Maybe you would recognize the hair. With her unruly mane of curls, Akers is the Alexi Lalas of women's soccer. And at 5'10" she is several inches taller than most of her ponytailed teammates.

When Akers flew back from the inaugural Women's World Cup, held in China in 1991, a little old lady sitting next to her on the plane asked where Akers had been. She explained that she had just played in the world championship soccer tournament.

"How'd you do?" the woman asked.

"We won."

"That's nice," the woman said.

The win was more than just nice. The 2-1 victory over Norway in the final gave U.S. soccer its first world championship since 1862, when the first team was organized in the U.S. Whereas the U.S. men's team has struggled for the past century merely to be competitive in most international games, the women's team became a power soon after the women's game went worldwide in the mid-1980s.

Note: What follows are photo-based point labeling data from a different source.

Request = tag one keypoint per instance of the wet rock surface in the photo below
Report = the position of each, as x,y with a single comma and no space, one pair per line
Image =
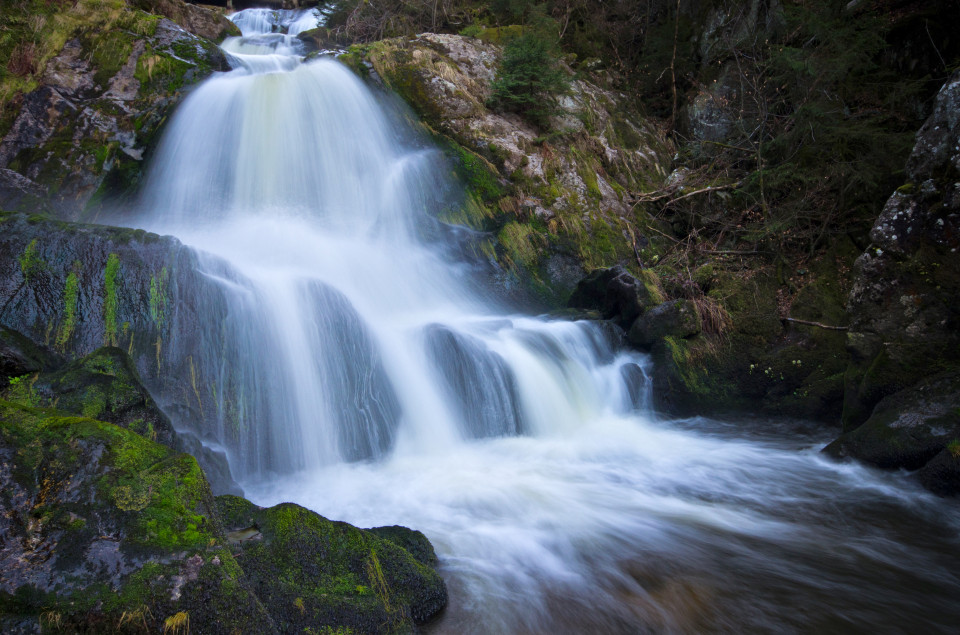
556,202
80,137
617,294
104,529
915,429
311,572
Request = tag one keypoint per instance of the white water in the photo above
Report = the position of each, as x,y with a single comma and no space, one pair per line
370,379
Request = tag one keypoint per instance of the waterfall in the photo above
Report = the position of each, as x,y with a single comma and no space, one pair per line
347,331
347,357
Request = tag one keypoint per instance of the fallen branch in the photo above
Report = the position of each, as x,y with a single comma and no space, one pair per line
642,198
817,324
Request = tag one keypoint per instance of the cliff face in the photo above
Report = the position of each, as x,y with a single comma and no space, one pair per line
94,83
903,383
904,310
558,203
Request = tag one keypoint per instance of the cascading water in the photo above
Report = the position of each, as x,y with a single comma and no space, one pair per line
355,367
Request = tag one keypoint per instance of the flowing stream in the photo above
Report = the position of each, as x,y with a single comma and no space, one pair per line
362,370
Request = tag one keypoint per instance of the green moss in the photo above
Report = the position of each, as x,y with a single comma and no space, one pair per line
160,71
110,273
71,293
31,264
158,297
478,174
108,51
353,58
520,244
494,35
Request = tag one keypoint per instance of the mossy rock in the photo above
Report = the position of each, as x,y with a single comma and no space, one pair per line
105,386
617,294
311,572
676,318
110,531
909,429
759,363
21,356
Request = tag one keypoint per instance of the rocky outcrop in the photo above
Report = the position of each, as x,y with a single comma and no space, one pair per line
905,319
71,289
311,572
201,21
80,136
558,202
104,385
902,393
617,295
914,429
676,318
104,530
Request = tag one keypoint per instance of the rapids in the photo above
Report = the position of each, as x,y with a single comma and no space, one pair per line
363,370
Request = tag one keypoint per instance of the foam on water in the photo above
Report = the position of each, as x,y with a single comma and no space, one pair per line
361,370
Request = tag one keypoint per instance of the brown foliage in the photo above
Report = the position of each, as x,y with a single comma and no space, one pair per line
23,60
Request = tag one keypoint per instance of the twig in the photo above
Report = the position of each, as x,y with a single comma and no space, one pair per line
817,324
641,198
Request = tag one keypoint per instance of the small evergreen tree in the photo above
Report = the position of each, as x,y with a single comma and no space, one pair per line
529,79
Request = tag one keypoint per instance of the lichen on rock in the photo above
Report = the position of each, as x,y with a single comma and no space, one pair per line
556,199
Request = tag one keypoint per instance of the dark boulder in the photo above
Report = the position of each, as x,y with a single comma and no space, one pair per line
676,318
102,527
21,356
200,21
105,386
905,318
80,137
617,294
916,428
314,573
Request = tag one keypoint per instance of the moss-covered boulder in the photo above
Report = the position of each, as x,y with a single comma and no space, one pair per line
20,356
915,428
106,531
749,357
676,318
78,120
617,294
905,318
556,202
202,21
75,288
105,386
313,573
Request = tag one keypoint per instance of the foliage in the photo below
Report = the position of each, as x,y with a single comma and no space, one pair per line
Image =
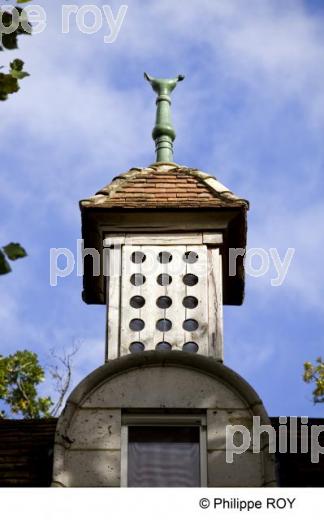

Akers laughs at the memory of the U.S. team's first overseas trip, to a tournament in Italy in 1985. At the time she was a sophomore at Central Florida. "We didn't look like a national team," she says. "All we had were these lime-green and purple uniforms. No one was fit. It just felt like we were off to Italy on a vacation. We were just a bunch of kids, we didn't know what we were getting into." That team lost three of its four games and tied the other.

By the time of the first Women's World Cup six years later, America's team had changed dramatically. Most of the players who made up the 1991 side had taken up soccer when the game began booming in the U.S., in the 1970s, which was just about the same time European girls began playing their continent's favorite sport. That team, drawn from the first generation of U.S. women players, developed into an offensive powerhouse, led by Akers.

Now there are players on the national team who, as they were growing up, dreamed of being like Mich. "In high school our coach showed us tapes of the 1991 World Cup," says starting U.S. midfielder Tiffany Roberts, who recently turned 18. "She was the best player I had ever seen. I was in awe."